Why, then, is this said of thy Spirit alone? Why is it said of him only — as if he had been in a “place” that is not a place — about whom alone it is written, “He is thy gift”? It is in thy gift that we rest. It is there that we enjoy thee. Our rest is our “place.” Love lifts us up toward that place, and thy good Spirit lifts our lowliness from the gates of death. Our peace rests in the goodness of will. The body tends toward its own place by its own gravity. A weight does not tend downward only, but moves to its own place. Fire tends upward; a stone tends downward. They are propelled by their own mass; they seek their own places.
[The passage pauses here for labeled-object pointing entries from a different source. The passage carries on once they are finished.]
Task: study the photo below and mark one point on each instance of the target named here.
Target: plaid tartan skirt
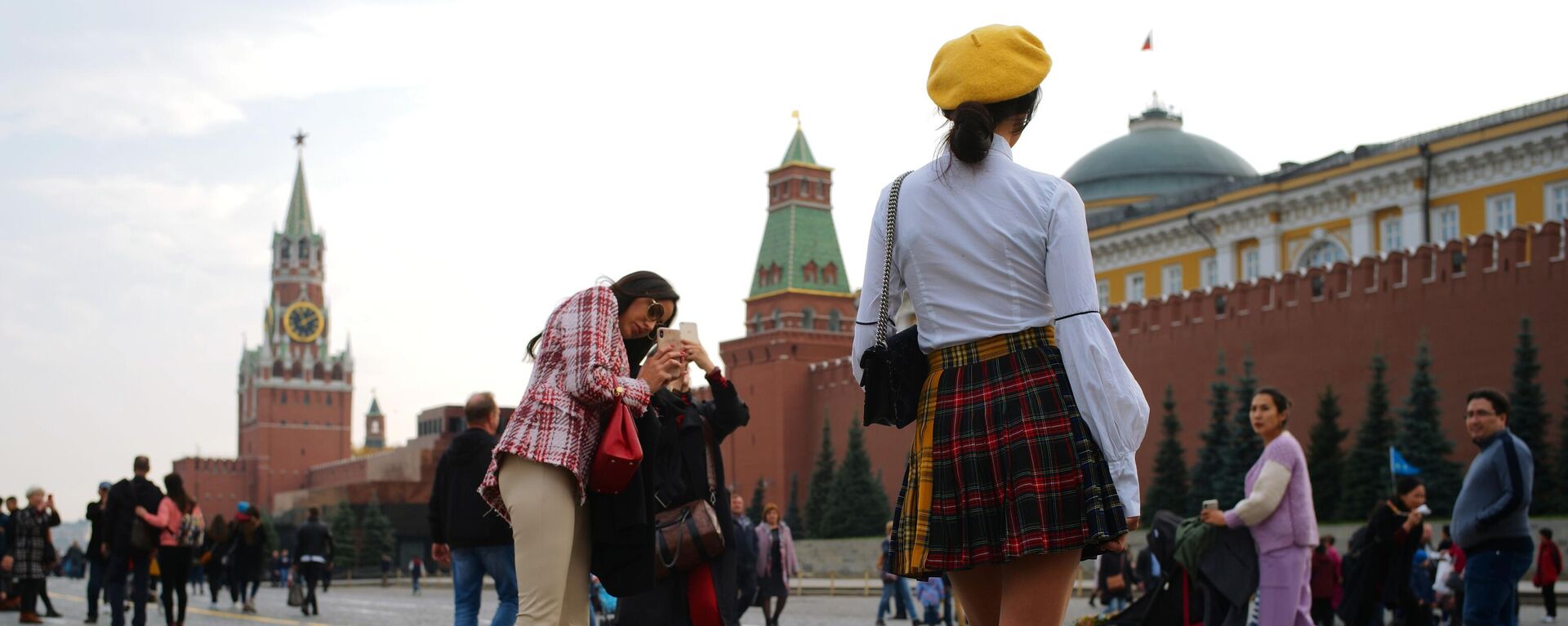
(1002, 464)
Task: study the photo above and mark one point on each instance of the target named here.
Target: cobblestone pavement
(397, 606)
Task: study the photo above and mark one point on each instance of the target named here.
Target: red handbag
(620, 454)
Oil poured under the water rises above the water; water poured on oil sinks under the oil. They are moved by their own mass; they seek their own places. If they are out of order, they are restless; when their order is restored, they are at rest. My weight is my love. By it I am carried wherever I am carried. By thy gift, we are enkindled and are carried upward. We burn inwardly and move forward. We ascend thy ladder which is in our heart, and we sing a canticle of degrees; we glow inwardly with thy fire — with thy good fire — and we go forward because we go up to the peace of Jerusalem; for I was glad when they said to me, “Let us go into the house of the Lord.” There thy good pleasure will settle us so that we will desire nothing more than to dwell there forever.

 Advance always — by God’s gift — “By thy gift, we are enkindled and are carried upward. We burn inwardly and move forward. We ascend thy ladder which is in our heart, and we sing a canticle of degrees; we glow inwardly with thy fire — with thy good fire — and we go forward.”